Early in January Marguerite learned through Martha that her father had sold his collection of tulips, also the furniture of the front house, and all the family silver. She was obliged to buy back the spoons and forks that were necessary for the daily service of the table, and these she now ordered to be stamped with her initials. Until that day Marguerite had kept silence towards her father on the subject of his depredations, but that evening after dinner she requested Felicie to leave her alone with him, and when he seated himself as usual by the corner of the parlor fireplace, she said:—
“My dear father, you are the master here, and can sell everything, even your children. We are ready to obey you without a murmur; but I am forced to tell you that we are without money, that we have barely enough to live on, and that Felicie and I are obliged to work night and day to pay for the schooling of little Jean with the price of the lace dress we are now making. My dear father, I implore you to give up your researches.”
“You are right, my dear child; in six weeks they will be finished; I shall have found the Absolute, or the Absolute will be proved undiscoverable. You will have millions—”
“Give us meanwhile the bread to eat,” replied Marguerite.
“Bread? is there no bread here?” said Claes, with a frightened air. “No bread in the house of a Claes! What has become of our property?”
“You have cut down the forest of Waignies. The ground has not been cleared and is therefore unproductive.
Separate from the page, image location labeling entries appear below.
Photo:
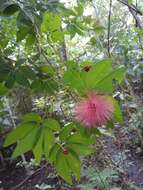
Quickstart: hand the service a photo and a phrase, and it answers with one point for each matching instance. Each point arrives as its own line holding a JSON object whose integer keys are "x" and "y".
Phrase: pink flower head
{"x": 94, "y": 111}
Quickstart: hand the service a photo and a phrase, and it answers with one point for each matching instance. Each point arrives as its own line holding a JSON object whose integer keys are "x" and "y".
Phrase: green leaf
{"x": 27, "y": 143}
{"x": 21, "y": 131}
{"x": 117, "y": 114}
{"x": 49, "y": 141}
{"x": 51, "y": 22}
{"x": 65, "y": 132}
{"x": 22, "y": 33}
{"x": 10, "y": 8}
{"x": 74, "y": 163}
{"x": 98, "y": 72}
{"x": 38, "y": 149}
{"x": 80, "y": 149}
{"x": 63, "y": 167}
{"x": 52, "y": 124}
{"x": 30, "y": 40}
{"x": 53, "y": 152}
{"x": 78, "y": 138}
{"x": 46, "y": 69}
{"x": 130, "y": 2}
{"x": 31, "y": 117}
{"x": 105, "y": 84}
{"x": 3, "y": 89}
{"x": 75, "y": 80}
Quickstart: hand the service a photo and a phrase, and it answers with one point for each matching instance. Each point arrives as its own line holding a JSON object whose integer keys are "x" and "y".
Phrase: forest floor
{"x": 119, "y": 152}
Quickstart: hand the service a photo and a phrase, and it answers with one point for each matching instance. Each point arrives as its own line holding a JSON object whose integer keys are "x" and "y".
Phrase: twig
{"x": 12, "y": 120}
{"x": 133, "y": 7}
{"x": 28, "y": 177}
{"x": 109, "y": 26}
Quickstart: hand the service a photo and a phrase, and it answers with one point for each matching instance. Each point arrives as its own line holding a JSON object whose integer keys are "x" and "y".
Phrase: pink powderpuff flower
{"x": 95, "y": 110}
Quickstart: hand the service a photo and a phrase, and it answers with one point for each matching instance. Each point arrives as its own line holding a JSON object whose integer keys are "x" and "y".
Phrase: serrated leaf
{"x": 20, "y": 132}
{"x": 27, "y": 143}
{"x": 52, "y": 124}
{"x": 31, "y": 117}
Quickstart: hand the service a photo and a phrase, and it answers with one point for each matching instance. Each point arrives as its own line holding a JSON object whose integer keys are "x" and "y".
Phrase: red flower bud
{"x": 65, "y": 151}
{"x": 86, "y": 68}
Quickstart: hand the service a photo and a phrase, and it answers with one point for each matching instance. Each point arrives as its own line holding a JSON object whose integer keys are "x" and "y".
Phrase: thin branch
{"x": 13, "y": 121}
{"x": 109, "y": 27}
{"x": 28, "y": 177}
{"x": 133, "y": 7}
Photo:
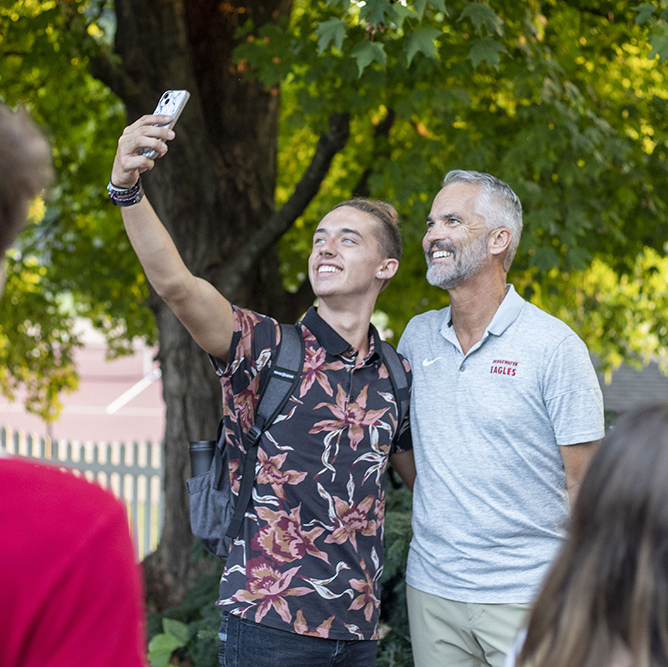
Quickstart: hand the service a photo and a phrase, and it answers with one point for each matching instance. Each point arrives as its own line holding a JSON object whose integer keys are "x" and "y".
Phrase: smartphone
{"x": 171, "y": 104}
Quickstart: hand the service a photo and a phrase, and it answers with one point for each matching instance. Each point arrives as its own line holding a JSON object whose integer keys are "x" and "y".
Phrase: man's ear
{"x": 499, "y": 240}
{"x": 388, "y": 268}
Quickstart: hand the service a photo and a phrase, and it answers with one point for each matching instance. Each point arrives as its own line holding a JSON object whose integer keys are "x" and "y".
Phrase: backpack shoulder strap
{"x": 284, "y": 377}
{"x": 399, "y": 380}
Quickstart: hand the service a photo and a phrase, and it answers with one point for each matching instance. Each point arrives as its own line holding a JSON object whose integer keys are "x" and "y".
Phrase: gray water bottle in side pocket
{"x": 201, "y": 455}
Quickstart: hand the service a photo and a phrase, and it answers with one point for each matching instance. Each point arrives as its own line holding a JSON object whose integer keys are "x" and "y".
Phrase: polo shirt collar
{"x": 329, "y": 339}
{"x": 507, "y": 312}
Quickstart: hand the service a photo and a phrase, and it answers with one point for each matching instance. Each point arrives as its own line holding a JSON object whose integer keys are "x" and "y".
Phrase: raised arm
{"x": 202, "y": 309}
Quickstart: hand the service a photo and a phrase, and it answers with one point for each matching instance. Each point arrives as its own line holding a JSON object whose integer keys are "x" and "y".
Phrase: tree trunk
{"x": 214, "y": 191}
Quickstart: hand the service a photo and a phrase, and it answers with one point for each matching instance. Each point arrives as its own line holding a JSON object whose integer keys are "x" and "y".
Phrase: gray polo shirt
{"x": 490, "y": 502}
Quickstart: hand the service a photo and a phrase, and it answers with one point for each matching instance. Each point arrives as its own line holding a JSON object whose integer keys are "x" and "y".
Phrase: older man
{"x": 506, "y": 411}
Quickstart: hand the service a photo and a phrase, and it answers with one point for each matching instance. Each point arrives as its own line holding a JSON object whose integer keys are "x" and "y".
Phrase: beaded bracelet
{"x": 126, "y": 196}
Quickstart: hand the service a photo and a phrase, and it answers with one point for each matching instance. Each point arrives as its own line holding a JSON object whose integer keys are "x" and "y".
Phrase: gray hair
{"x": 497, "y": 203}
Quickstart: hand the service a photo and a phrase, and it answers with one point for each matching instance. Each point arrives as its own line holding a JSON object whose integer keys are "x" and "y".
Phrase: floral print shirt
{"x": 309, "y": 557}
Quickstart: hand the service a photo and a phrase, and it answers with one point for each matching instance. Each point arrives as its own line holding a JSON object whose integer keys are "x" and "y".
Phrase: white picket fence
{"x": 133, "y": 472}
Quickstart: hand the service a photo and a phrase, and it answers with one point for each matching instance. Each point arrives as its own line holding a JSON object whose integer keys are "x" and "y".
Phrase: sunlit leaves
{"x": 333, "y": 30}
{"x": 367, "y": 52}
{"x": 422, "y": 41}
{"x": 645, "y": 12}
{"x": 421, "y": 5}
{"x": 659, "y": 41}
{"x": 483, "y": 15}
{"x": 486, "y": 50}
As for your farms at Orchies, the rents scarcely suffice to pay the interest of the sums you have borrowed—”
“Then what are we living on?” he demanded.
Marguerite held up her needle and continued:—
“Gabriel’s income helps us, but it is insufficient; I can make both ends meet at the close of the year if you do not overwhelm me with bills that I do not expect, for purchases you tell me nothing about. When I think I have enough to meet my quarterly expenses some unexpected bill for potash, or zinc, or sulphur, is brought to me.”
“My dear child, have patience for six weeks; after that, I will be judicious. My little Marguerite, you shall see wonders.”
“It is time you should think of your affairs. You have sold everything,—pictures, tulips, plate; nothing is left. At least, refrain from making debts.”
“I don’t wish to make any more!” he said.
“Any more?” she cried, “then you have some?”
“Mere trifles,” he said, but he dropped his eyes and colored.
For the first time in her life Marguerite felt humiliated by the lowering of her father’s character, and suffered from it so much that she dared not question him.
A month after this scene one of the Douai bankers brought a bill of exchange for ten thousand francs signed by Claes. Marguerite asked the banker to wait a day, and expressed her regret that she had not been notified to prepare for this payment; whereupon he informed her that the house of Protez and Chiffreville held nine other bills to the same amount, falling due in consecutive months.